For fans of Sarah Rose Etter and Scott McClanahan, Plum is a darkly beautiful, unflinching novel about modern girlhood in the internet age, the daily toll of trauma, and the limits of love.
Told entirely in the second person, Plum follows J as she grows from kid to teen in a house ruled by her alcoholic dad and complicit mother. Her older brother is sometimes wonderful, sometimes gross, and he’s her only hope of getting out. J’s world is one of nail polish, above-ground pools, and drive-thrus—and of violence, carelessness, and so many rules. J covets the peace that comes when she slips on her headphones, turns on her handheld radio, and dreams of how she and her brother can make their escape.

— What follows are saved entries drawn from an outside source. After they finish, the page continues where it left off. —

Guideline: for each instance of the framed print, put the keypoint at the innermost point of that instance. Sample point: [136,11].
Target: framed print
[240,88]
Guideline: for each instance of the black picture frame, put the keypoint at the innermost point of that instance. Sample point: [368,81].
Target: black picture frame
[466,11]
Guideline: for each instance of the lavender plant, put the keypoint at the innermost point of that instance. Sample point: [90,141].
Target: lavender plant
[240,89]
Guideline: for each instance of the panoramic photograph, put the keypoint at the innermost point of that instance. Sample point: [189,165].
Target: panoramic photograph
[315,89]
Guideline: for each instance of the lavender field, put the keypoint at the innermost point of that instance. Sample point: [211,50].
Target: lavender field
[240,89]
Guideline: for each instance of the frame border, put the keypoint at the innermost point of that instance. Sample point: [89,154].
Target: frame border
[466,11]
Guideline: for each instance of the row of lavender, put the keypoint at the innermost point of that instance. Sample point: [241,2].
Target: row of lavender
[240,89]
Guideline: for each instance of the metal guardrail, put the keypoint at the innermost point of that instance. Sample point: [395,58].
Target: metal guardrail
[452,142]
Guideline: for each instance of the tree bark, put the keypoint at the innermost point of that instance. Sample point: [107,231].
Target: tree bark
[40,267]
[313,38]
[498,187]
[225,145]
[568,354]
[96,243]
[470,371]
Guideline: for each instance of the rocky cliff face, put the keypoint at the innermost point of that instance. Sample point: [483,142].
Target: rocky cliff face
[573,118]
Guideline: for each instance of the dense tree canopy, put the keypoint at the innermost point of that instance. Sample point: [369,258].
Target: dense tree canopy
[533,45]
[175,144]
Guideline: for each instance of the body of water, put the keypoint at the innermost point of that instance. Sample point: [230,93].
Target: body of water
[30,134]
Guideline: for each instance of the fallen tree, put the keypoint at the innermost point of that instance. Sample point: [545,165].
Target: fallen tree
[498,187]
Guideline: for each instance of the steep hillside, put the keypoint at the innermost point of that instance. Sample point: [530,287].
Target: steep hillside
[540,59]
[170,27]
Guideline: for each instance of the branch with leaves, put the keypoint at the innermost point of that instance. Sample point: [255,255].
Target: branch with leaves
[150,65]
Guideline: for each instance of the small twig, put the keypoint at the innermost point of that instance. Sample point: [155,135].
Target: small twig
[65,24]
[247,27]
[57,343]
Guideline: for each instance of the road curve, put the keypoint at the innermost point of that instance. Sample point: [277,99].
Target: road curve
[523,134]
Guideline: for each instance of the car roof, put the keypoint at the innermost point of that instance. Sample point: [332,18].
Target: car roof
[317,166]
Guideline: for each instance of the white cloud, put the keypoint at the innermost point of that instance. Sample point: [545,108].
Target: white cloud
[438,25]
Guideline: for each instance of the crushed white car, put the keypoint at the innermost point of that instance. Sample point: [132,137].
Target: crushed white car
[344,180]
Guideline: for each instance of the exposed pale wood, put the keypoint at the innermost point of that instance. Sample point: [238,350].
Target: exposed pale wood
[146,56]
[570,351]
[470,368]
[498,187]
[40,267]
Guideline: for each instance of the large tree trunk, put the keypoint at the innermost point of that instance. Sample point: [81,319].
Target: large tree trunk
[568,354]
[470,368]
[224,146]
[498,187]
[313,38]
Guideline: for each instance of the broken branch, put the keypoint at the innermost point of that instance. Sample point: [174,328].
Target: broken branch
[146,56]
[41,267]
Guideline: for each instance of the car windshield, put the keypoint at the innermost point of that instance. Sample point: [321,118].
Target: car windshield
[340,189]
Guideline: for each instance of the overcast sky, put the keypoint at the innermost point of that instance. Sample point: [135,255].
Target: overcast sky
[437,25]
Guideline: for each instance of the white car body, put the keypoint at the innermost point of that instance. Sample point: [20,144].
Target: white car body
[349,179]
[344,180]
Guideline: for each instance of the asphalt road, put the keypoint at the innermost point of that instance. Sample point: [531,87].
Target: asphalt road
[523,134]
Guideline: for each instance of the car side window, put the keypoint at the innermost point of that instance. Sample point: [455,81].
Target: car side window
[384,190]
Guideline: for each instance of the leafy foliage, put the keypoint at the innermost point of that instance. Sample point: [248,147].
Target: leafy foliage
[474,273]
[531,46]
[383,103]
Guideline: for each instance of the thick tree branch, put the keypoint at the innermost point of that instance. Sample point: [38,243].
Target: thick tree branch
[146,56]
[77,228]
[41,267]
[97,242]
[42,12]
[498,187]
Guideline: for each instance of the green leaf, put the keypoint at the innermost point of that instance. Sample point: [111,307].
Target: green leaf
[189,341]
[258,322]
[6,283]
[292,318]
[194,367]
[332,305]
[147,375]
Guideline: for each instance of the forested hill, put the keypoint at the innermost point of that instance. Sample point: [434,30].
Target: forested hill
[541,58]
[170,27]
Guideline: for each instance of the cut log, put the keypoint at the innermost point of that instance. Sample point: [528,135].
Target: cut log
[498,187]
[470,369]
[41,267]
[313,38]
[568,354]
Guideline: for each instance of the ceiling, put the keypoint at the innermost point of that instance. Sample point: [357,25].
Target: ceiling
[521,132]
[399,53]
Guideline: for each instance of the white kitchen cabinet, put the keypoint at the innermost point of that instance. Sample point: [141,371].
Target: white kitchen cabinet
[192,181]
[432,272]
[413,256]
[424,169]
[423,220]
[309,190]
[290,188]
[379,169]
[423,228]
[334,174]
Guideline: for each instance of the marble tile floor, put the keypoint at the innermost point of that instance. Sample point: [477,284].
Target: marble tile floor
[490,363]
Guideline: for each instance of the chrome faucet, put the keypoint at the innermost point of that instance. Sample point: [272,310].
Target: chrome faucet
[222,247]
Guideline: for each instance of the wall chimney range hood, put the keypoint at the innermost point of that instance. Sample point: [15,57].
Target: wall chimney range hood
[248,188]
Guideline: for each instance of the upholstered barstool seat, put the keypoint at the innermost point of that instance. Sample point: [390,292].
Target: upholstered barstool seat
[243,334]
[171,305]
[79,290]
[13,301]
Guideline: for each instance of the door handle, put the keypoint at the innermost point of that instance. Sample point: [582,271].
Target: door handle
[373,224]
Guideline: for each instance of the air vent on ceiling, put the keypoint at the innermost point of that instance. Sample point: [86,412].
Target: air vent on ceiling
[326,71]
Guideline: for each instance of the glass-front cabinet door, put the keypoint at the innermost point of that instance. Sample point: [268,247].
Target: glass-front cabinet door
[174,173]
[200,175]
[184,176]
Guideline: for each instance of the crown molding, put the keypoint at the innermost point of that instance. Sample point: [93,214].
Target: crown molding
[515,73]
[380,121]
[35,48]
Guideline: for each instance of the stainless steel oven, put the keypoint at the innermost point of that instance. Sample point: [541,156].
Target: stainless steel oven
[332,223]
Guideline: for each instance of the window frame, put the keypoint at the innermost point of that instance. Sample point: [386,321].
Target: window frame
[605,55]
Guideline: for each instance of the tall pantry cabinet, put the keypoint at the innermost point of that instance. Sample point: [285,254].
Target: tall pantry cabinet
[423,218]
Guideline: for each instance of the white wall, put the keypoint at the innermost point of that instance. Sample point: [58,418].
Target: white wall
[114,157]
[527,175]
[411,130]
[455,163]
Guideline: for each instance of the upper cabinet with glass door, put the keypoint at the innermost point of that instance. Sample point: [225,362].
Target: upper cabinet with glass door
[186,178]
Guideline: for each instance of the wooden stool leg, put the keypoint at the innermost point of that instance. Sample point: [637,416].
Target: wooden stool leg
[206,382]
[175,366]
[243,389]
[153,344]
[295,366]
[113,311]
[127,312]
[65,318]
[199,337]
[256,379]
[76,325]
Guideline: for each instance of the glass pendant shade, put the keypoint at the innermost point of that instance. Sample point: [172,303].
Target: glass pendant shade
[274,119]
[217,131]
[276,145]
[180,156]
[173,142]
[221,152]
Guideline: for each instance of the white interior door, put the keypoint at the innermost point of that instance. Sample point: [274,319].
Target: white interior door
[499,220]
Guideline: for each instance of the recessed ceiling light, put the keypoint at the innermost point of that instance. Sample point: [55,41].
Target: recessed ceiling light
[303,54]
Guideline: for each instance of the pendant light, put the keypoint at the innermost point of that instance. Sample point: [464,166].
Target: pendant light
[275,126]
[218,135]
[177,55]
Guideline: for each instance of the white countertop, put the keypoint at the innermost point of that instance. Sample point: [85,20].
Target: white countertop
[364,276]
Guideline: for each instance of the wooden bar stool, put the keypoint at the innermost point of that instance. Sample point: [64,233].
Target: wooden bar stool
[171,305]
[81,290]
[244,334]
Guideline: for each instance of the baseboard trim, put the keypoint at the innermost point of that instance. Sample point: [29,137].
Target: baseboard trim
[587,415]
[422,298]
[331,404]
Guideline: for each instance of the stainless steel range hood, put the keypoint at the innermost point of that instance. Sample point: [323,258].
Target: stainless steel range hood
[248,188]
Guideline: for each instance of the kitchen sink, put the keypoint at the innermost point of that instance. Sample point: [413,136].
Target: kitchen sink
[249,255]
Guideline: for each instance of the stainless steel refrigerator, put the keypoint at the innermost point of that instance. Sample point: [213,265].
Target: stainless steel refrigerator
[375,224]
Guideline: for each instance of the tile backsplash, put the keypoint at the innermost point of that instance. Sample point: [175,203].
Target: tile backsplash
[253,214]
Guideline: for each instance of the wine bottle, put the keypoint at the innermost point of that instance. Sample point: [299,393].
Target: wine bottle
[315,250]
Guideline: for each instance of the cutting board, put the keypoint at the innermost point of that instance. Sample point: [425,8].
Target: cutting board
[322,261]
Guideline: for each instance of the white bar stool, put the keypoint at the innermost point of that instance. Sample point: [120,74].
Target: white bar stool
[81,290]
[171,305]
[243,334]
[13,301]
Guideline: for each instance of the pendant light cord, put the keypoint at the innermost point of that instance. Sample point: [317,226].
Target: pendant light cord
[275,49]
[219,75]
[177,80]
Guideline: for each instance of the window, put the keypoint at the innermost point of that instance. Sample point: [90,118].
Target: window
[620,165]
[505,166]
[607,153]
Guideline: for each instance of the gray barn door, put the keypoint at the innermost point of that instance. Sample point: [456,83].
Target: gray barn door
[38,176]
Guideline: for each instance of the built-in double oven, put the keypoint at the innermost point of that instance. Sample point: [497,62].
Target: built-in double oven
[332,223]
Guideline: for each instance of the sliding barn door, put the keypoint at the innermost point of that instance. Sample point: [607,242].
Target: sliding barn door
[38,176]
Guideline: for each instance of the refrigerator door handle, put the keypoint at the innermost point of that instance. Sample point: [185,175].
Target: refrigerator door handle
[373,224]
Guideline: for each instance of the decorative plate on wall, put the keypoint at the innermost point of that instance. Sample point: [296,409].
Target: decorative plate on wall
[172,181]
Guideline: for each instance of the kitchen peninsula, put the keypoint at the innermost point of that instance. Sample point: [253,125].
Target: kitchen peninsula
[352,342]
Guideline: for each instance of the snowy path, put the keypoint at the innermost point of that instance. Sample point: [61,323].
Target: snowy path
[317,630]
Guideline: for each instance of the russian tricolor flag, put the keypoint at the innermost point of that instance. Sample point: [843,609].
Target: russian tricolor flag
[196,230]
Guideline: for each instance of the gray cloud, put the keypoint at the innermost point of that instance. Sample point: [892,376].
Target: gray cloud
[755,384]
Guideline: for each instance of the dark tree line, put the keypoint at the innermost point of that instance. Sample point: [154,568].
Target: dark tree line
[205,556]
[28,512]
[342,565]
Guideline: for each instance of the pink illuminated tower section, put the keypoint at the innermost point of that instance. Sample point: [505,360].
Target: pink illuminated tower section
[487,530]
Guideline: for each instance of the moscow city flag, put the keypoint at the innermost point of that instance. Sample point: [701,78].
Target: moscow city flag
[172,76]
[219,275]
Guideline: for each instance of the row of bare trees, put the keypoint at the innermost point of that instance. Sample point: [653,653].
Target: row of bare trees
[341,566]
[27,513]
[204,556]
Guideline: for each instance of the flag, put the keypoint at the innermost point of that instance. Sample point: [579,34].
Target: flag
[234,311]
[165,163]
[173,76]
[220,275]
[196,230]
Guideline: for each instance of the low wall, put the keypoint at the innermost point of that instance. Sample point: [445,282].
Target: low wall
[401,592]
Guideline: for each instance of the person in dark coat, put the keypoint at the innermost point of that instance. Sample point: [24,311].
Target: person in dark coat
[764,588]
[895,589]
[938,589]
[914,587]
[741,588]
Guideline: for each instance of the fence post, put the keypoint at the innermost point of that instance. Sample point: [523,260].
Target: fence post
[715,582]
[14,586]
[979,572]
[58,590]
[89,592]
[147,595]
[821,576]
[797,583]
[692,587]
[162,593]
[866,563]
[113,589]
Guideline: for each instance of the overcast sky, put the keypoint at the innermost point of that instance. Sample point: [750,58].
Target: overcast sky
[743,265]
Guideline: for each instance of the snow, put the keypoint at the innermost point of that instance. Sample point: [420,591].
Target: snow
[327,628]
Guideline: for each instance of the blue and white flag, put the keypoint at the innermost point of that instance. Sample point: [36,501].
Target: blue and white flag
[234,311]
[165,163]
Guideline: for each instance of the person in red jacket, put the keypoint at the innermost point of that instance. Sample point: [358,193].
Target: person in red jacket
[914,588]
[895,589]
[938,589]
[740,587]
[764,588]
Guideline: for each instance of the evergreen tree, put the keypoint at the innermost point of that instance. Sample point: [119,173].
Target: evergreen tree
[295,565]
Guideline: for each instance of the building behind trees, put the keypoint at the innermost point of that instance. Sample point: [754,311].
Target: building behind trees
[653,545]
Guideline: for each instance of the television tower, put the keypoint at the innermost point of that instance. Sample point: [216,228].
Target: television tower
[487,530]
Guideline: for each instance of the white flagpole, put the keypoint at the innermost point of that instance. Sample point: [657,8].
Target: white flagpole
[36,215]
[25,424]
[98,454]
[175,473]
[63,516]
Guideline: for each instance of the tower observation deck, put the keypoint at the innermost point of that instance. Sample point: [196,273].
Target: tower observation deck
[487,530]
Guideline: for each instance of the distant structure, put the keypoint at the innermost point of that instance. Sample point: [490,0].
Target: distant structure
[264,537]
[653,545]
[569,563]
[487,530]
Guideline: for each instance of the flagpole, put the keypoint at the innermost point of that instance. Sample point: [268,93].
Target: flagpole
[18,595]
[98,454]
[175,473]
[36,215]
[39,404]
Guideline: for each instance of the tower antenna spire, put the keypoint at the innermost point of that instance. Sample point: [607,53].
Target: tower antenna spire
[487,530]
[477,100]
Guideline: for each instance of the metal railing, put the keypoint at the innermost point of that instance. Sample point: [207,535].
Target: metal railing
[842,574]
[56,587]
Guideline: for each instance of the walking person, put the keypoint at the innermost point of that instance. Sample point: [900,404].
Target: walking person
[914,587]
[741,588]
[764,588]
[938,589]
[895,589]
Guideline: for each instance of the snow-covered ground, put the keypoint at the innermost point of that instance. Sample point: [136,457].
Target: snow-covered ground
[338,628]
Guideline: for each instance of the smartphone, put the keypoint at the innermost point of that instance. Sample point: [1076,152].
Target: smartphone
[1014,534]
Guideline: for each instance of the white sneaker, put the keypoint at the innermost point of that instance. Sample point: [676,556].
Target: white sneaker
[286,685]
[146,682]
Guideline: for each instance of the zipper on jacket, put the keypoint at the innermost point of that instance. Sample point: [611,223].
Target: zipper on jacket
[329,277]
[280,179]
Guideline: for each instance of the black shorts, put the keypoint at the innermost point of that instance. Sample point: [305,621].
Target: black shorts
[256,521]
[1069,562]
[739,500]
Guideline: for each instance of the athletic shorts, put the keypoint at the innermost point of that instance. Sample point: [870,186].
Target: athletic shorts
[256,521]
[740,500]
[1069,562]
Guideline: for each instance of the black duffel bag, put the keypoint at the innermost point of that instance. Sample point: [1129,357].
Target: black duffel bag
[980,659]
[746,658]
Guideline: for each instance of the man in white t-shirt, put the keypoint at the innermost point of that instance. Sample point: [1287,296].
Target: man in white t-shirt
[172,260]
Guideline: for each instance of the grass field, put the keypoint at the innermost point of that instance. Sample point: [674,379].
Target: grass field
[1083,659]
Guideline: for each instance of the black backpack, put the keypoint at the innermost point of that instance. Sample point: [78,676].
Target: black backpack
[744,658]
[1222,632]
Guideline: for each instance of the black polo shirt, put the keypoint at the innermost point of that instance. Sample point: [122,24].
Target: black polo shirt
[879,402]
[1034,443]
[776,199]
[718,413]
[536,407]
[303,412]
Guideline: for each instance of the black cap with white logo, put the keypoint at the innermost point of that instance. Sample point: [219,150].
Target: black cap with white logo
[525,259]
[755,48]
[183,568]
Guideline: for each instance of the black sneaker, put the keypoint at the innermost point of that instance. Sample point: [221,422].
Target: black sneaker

When her brother leaves home and disappears, so does J’s best chance to flee her parents’ chaotic orbit. Alone and angry, J reaches through her computer screen for the life she wants: blonde hair, glittering nails, attention, freedom. As she stumbles into adulthood with no template to follow, J must figure out how to build a family for herself full of the love she deserves. In her brutally compelling debut, Anderegg turns her singular gaze on the generational patterns of addiction and abuse.
PUBLISHERS WEEKLY
Anderegg debuts with a tour de force of second-person narration. It begins with J in second grade, raised alongside her older brother by their alcoholic mother, who enables their father's physical abuse. J catalogs the rules she follows to keep the peace: "The rule is dinner on the table by 5:30.... The rule is make sure your friends don't come inside.... The rule is never tell anyone." But even these measures can't save her brother from regular beatings. When he leaves home, J is left to fend for herself, and she becomes a cam girl as a teenager. Her adulthood proves rocky as she contends with her childhood trauma ("It feels exactly the same as every other sad and hopeless tiring day") and holds out hope for her brother ("Where your brother lives the sky must be a bright bright blue. He must be warm. He must be having a nice sandwich for lunch. He must have moved on with his life"). As J scrapes together a measure of sanity and stability, the story culminates in a triumph of endurance and love. Anderegg's depiction of familial dysfunction and its lasting effects is pitch-perfect.